In my experience a one hour time boxed session is enough time to determine whether I have an idea with merit and draft a proposal that describes it to others. Remember that a minimum output is two paragraphs and five bullet points, which is not much at all!

Before submitting a proposal to organisers, I seek feedback from my peers. I am lucky to be part of a strong community of testers in Wellington who are happy to complete proposal reviews. If you can’t think of someone to ask to review your proposal, there are people with an interest in improving gender diversity in technology that will be willing to assist you:

Proposal feedback will usually include phrasing, spelling and grammar; it’s amazing how many errors slip through the gap between what you meant and what you actually said. The reviewer should also highlight any areas of the proposal that are unclear. If your reviewer needs to ask a lot of questions to understand your proposal, then attempt to include your answers to their questions in the proposal itself. This will make it much clearer when you submit to the organisers.

Updating the proposal after feedback and submitting it can take as long as writing the proposal itself. Some conferences request a proposal via email while others enforce a standard submission format through an online form. Altogether, I try not to spend more than two hours pulling a proposal together.

You may be wondering, is this worth it if I don’t get accepted to a conference?
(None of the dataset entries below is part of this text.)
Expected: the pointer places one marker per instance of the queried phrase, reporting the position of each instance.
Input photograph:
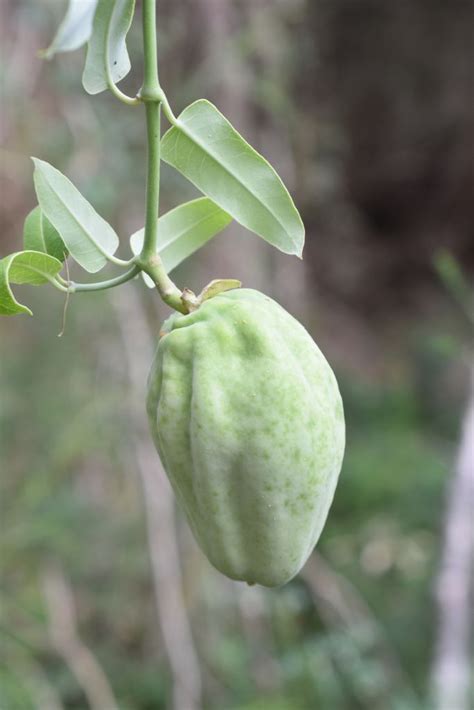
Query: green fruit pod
(246, 415)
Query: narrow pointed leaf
(30, 267)
(183, 231)
(74, 30)
(107, 44)
(89, 238)
(40, 235)
(208, 151)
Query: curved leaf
(24, 267)
(89, 238)
(184, 230)
(208, 151)
(74, 30)
(40, 235)
(107, 43)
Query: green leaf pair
(103, 25)
(209, 152)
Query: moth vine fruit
(247, 418)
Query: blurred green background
(105, 600)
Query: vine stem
(151, 94)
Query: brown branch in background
(159, 508)
(451, 667)
(59, 599)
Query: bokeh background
(364, 107)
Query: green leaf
(30, 267)
(40, 235)
(107, 44)
(183, 231)
(74, 30)
(207, 150)
(89, 238)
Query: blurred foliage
(69, 488)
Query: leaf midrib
(181, 126)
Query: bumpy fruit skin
(247, 418)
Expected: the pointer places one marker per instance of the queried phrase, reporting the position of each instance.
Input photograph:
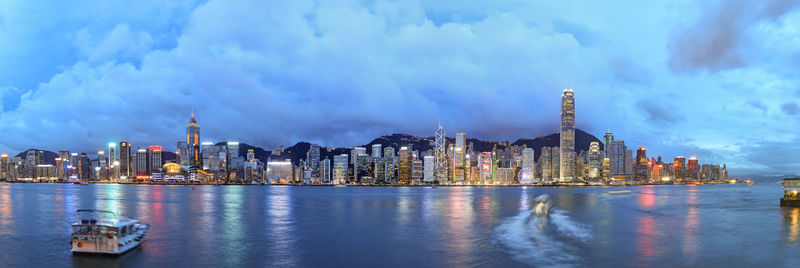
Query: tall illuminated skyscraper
(125, 159)
(440, 155)
(459, 156)
(193, 141)
(567, 146)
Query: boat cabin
(791, 188)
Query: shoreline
(392, 185)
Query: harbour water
(231, 226)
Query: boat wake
(543, 241)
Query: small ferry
(542, 206)
(103, 232)
(791, 187)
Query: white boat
(542, 206)
(103, 232)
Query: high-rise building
(313, 156)
(325, 171)
(193, 142)
(355, 152)
(595, 161)
(429, 163)
(125, 159)
(182, 153)
(459, 157)
(417, 170)
(340, 168)
(155, 160)
(376, 150)
(567, 145)
(440, 155)
(528, 166)
(404, 165)
(678, 167)
(142, 169)
(642, 172)
(692, 168)
(113, 163)
(389, 164)
(607, 140)
(209, 152)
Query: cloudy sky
(719, 80)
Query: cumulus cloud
(717, 40)
(339, 74)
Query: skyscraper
(376, 150)
(154, 157)
(528, 166)
(428, 163)
(125, 159)
(440, 155)
(567, 145)
(459, 156)
(193, 141)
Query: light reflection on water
(406, 226)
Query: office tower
(459, 156)
(618, 162)
(641, 172)
(440, 155)
(340, 168)
(404, 165)
(142, 169)
(182, 153)
(388, 164)
(357, 151)
(113, 164)
(485, 167)
(60, 168)
(313, 156)
(607, 140)
(429, 164)
(101, 166)
(193, 142)
(417, 171)
(155, 158)
(567, 145)
(376, 150)
(84, 167)
(724, 172)
(4, 166)
(209, 152)
(528, 166)
(325, 171)
(678, 167)
(692, 168)
(550, 160)
(595, 161)
(125, 159)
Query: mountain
(582, 142)
(49, 157)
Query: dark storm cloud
(790, 108)
(717, 39)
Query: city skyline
(705, 83)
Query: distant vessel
(542, 206)
(619, 192)
(791, 187)
(103, 232)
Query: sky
(717, 80)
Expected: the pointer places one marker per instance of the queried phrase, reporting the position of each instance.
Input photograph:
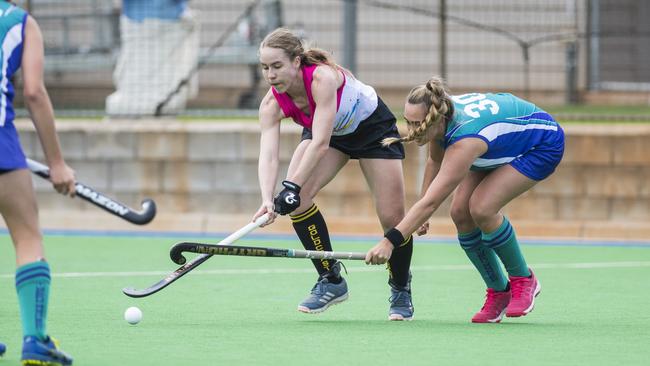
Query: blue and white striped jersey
(12, 25)
(509, 125)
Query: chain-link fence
(550, 50)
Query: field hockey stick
(98, 199)
(187, 267)
(176, 252)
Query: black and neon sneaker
(326, 292)
(43, 353)
(401, 304)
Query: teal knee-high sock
(505, 244)
(484, 259)
(33, 287)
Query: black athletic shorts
(365, 142)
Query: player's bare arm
(324, 87)
(269, 161)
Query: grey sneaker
(401, 305)
(325, 293)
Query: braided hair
(440, 108)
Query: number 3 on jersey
(475, 103)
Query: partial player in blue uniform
(22, 47)
(489, 148)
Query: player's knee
(481, 212)
(461, 216)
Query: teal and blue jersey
(12, 31)
(511, 127)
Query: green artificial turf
(593, 308)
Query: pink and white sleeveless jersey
(355, 101)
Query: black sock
(312, 231)
(399, 264)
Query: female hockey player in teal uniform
(489, 148)
(22, 47)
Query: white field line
(260, 271)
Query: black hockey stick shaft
(187, 267)
(100, 200)
(176, 252)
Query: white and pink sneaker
(524, 290)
Even though my proposals are not always selected, I find the process of writing them to be valuable. A call for proposals is a worthy excuse to spend a relatively short amount of time reflecting on my work and considering which experiences and ideas I could share with others. Though I find it challenging to articulate what I want to present, writing a proposal prepares me for a number of other conversations. Having thought about how to frame my work to others, I can eloquently explain myself in meetings with senior stakeholders, client managers, and my own boss.

A Call for Proposals is an opportunity to have your voice heard by speaking at a conference. It is also a platform through which you can find your voice by practicing writing proposals. The review process may also help you create new connections with testers in the wider community, or strengthen relationships in your existing networks.

I believe the benefits of responding to a call for proposals far outweigh the investment. I hope that many of you will consider responding to the next call for proposals that interests you.